Minn. Senate recount nears end: Coleman leads
By Todd Melby
MINNEAPOLIS (Reuters) - A recount in Minnesota's U.S. Senate race between Republican incumbent Norm Coleman and Democrat Al Franken lurched toward an inconclusive end on Friday with Coleman leading by 251 votes out of more than 2.4 million ballots cast.
But the outcome of the November 4 election will not be final until thousands of ballots challenged by the two candidates are examined by a state canvassing board starting December 16. A court fight could follow.
Though Democrats have already claimed 58 out of the 100 seats in the 111th U.S. Congress which convenes January 6, both parties have poured hundreds of thousands of dollars into the recount, Republicans hoping to gain ground, Democrats hoping to increase their majority.
Even if comedian-turned-politician Franken should win, the Democrats would still be one shy of the 60-seat majority they need to end Republican procedural roadblocks.
The recount has swung back and forth between the two men, with batches of uncounted ballots being discovered here and there as well as clerical errors changing the totals.
On Thursday, Franken said 133 ballots were missing from a Minneapolis precinct where many college students voted, and demanded an immediate search of the venue, a Lutheran church. Coleman's side said it was premature and irresponsible to suggest that any ballots were missing and said a search would be potentially abusive.
"People are sick of it, people want this over, this has been a long and nasty Senate race," said Steven Schier, a political scientist at Minnesota's Carleton College.
"Frankly, people don't much like either one of these candidates," he said, since the incumbent Sen.
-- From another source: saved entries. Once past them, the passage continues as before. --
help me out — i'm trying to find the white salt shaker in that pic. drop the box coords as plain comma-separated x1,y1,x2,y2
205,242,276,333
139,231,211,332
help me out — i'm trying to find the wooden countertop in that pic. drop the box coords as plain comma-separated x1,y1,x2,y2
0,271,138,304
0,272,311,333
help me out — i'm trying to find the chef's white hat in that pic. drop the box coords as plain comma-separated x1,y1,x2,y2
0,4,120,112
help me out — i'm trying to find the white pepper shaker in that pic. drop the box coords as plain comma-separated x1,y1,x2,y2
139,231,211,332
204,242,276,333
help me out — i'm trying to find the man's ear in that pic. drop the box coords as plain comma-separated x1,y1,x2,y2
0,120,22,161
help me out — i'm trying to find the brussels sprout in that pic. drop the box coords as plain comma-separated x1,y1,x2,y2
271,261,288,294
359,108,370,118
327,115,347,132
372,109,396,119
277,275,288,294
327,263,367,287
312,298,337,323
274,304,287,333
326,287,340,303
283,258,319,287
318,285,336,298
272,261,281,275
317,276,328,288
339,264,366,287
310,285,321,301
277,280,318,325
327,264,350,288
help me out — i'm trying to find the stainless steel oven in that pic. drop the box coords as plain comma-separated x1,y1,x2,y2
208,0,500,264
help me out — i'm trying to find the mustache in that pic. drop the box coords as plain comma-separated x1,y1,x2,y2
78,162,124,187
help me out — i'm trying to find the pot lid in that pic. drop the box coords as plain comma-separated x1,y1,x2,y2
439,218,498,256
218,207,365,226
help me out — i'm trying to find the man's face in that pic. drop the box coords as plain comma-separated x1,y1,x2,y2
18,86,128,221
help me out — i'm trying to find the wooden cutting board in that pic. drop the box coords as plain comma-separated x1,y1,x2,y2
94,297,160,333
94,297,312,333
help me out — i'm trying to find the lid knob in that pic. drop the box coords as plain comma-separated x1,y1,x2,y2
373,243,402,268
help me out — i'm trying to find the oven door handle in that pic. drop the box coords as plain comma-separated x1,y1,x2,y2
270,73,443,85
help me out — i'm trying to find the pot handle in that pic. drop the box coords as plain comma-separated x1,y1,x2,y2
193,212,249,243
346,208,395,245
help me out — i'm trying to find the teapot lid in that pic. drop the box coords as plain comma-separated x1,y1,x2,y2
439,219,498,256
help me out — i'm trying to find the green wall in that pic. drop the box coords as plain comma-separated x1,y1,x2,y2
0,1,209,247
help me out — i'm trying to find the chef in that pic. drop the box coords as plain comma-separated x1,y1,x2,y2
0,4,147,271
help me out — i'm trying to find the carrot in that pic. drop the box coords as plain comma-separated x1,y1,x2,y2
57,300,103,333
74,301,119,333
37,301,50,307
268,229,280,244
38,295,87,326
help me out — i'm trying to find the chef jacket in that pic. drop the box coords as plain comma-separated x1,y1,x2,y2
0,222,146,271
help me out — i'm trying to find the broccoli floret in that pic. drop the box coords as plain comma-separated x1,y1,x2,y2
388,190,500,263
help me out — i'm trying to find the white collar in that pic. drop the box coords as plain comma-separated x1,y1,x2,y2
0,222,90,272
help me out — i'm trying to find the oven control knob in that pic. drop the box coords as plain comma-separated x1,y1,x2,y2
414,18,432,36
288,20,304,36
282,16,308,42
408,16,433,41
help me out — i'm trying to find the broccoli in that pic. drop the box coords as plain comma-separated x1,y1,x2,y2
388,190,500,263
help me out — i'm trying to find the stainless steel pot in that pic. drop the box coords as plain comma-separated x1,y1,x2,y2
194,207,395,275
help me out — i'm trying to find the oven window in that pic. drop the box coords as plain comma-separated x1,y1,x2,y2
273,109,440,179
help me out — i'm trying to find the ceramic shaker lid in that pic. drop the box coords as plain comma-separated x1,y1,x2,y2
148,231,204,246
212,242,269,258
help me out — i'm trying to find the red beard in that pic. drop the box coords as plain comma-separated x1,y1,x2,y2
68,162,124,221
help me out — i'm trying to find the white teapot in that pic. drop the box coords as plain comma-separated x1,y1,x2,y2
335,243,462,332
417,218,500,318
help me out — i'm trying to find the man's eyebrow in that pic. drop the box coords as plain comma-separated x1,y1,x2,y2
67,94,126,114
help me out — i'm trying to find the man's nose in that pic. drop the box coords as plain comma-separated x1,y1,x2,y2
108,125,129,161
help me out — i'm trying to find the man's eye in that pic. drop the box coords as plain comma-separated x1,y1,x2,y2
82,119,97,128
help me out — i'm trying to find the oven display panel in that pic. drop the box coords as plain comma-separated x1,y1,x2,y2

Coleman and Franken each got about 41 percent of the vote with an independent candidate, Dean Barkley, getting the rest.
Though the public may be tired of the sniping between the two camps, a Minneapolis Star-Tribune story offering readers a chance to judge disputed ballots for themselves was the most popular on its website.
"The reason it's so absorbing is that it's so damn close. Every day it's something else in the soap opera -- a few ballots found here, a few found there," Schier said. "There's got to be a winner declared. There's no stomach in the state legislature or the governor's office to pass a law to hold another election."
He said the recount is coming up with a total pretty close to the one announced after the November 4 election, which showed Coleman with a slight lead.
There would have to be a "literal tie," he said, to invoke a provision in state law that the issue be decided by lot.